В эту группу вошло 4 стихотворения: «С поляны коршун поднялся», «Как над горячею золой», Silentium, «Фонтан». Все они были написаны в эпоху романтизма и повышенного интереса к немецкой классической философии. Для Тютчева, пребывавшего в эти годы на дипломатической службе в Германии, это был период живого общения с Шеллингом. Оба были философами, романтиками, творцами двоемирия. Одного называли поэтом в философии, другого философом в поэзии.
Чтение стихотворений Тютчева в конце 1880-х годов у Толстого совпало с интересом к философии Канта, предшественника Шеллинга.

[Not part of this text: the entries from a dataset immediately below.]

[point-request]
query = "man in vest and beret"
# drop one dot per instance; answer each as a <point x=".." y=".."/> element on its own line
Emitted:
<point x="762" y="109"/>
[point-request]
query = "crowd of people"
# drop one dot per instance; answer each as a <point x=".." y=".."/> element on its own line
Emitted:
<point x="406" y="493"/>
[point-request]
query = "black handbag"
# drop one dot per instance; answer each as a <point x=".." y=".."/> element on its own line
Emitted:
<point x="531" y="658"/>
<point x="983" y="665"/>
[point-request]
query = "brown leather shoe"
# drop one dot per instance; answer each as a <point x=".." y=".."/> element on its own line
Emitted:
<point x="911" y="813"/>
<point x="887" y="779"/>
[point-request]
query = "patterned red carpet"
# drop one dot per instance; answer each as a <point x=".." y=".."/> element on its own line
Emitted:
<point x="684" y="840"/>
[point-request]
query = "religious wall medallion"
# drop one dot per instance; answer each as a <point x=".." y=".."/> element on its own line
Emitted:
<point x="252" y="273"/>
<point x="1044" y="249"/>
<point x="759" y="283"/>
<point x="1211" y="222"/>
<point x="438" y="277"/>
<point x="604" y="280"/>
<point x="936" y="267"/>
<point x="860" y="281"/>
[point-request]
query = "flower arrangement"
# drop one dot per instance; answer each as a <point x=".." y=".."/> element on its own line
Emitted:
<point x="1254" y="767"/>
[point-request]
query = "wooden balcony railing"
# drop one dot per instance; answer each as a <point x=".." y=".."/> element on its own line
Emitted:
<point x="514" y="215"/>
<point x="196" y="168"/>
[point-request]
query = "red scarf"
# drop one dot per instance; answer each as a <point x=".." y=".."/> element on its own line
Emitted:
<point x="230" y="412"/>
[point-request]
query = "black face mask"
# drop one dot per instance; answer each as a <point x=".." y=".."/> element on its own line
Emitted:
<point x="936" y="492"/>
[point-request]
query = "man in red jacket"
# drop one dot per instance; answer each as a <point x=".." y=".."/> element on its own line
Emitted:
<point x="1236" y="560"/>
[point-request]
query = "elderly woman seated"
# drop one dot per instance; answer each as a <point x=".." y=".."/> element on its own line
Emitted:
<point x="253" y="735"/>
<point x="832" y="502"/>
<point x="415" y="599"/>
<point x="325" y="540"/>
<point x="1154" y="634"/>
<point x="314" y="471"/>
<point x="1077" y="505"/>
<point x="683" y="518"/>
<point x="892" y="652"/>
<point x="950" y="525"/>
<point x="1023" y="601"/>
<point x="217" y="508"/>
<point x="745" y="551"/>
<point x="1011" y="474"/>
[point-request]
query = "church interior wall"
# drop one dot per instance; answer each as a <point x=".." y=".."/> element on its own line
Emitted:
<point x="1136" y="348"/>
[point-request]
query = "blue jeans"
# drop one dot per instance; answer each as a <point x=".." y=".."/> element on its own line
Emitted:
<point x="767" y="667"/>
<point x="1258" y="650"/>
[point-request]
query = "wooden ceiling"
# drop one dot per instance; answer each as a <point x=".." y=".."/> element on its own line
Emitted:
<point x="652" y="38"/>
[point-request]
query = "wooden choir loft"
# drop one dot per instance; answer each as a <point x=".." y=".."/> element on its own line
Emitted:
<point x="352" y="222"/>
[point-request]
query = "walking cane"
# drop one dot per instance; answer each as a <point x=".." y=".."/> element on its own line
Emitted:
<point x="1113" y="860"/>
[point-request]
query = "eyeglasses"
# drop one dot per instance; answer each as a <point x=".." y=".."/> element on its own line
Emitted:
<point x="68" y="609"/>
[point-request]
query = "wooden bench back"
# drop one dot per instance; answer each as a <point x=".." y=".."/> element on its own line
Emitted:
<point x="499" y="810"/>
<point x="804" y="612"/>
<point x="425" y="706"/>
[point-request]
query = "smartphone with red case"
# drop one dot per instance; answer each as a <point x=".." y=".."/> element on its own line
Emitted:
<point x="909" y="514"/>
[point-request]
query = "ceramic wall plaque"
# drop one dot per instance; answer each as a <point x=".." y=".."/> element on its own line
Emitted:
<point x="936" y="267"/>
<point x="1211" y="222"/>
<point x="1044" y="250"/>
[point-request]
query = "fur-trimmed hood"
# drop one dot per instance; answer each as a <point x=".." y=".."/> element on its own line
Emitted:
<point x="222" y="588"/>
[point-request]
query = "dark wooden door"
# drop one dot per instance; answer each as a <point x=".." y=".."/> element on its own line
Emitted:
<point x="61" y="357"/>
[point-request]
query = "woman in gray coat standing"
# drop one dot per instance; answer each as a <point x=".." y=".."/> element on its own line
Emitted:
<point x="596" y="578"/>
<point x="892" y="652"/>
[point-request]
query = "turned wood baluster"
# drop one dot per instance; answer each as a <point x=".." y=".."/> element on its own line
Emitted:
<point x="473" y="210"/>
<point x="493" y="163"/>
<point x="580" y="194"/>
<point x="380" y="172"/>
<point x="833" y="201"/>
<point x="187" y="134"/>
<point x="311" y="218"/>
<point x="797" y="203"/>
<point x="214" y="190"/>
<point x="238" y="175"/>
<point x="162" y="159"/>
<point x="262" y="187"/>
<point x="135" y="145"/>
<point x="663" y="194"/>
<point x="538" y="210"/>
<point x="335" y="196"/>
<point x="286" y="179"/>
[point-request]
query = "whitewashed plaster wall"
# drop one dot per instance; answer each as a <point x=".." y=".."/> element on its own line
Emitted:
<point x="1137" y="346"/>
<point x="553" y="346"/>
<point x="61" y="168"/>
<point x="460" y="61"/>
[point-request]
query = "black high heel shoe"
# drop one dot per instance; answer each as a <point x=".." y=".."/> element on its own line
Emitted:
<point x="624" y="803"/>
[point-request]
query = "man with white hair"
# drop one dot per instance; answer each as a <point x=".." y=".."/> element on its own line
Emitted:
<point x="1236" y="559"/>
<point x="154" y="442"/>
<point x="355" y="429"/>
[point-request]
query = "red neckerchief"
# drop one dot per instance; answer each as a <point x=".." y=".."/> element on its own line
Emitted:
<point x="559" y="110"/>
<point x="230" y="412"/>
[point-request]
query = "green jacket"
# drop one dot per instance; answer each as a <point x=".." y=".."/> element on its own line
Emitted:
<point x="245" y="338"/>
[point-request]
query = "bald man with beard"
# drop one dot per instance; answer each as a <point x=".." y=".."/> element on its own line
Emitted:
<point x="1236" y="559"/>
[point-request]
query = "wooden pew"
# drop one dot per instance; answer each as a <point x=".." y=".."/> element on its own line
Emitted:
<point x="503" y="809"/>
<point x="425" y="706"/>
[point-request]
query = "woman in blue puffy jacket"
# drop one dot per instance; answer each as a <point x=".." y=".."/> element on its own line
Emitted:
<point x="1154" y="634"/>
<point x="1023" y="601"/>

«Дорогой Николай Николаевич! обращался Л. Н. Толстой к Н. Н. Страхову в письме, написанном 16 октября 1887 г. Я в большом волнении. Я был нездоров простудой эти несколько дней и, не будучи в силах писать, читал и прочел в 1-й раз Критику практического разума Канта. Пожалуйста, ответьте мне: читали ли вы ее? когда? и поразила ли она вас?Я лет 25 тому назад поверил этому талантливому пачкуну Шопенгауеру (на днях прочел его биографию русскую и прочел Критику спекулятивного разума, которая есть не что иное, как введение полемическое с Юмом к изложению его основных взглядов в Критике практического разума) и так и поверил, что старик заврался, и что центр тяжести его отрицание. Я и жил 20 лет в таком убеждении, и никогда ничто не навело меня на мысль заглянуть в самую книгу. Ведь такое отношение к Канту всё равно, что принять леса вокруг здания за здание. Моя ли это личная ошибка или общая? Мне кажется, что есть тут общая ошибка. Я нарочно посмотрел историю философии Вебера, которая у меня случилась, и увидал, что Г. Вебер не одобряет того основного положения, к которому пришел Кант, что наша свобода, определяемая нравственными законами, и есть вещь сама в себе (т. е. сама жизнь), и видит в нем только повод для элукубраций Фихте, Шелинга и Гегеля и всю заслугу видит в Критике чистого разума, т. е. не видит совсем храма, который построен на расчищенном месте, а видит только расчищенное место, весьма удобное для гимнастических упражнений. Грот, доктор философии, пишет реферат о свободе воли, цитирует каких-то Рибо и др., определения которых представляют турнир бессмыслиц и противоречий, и Кантовское определение игнорируется, и мы слушаем и толкуем, открывая открытую Америку» (64, 105108).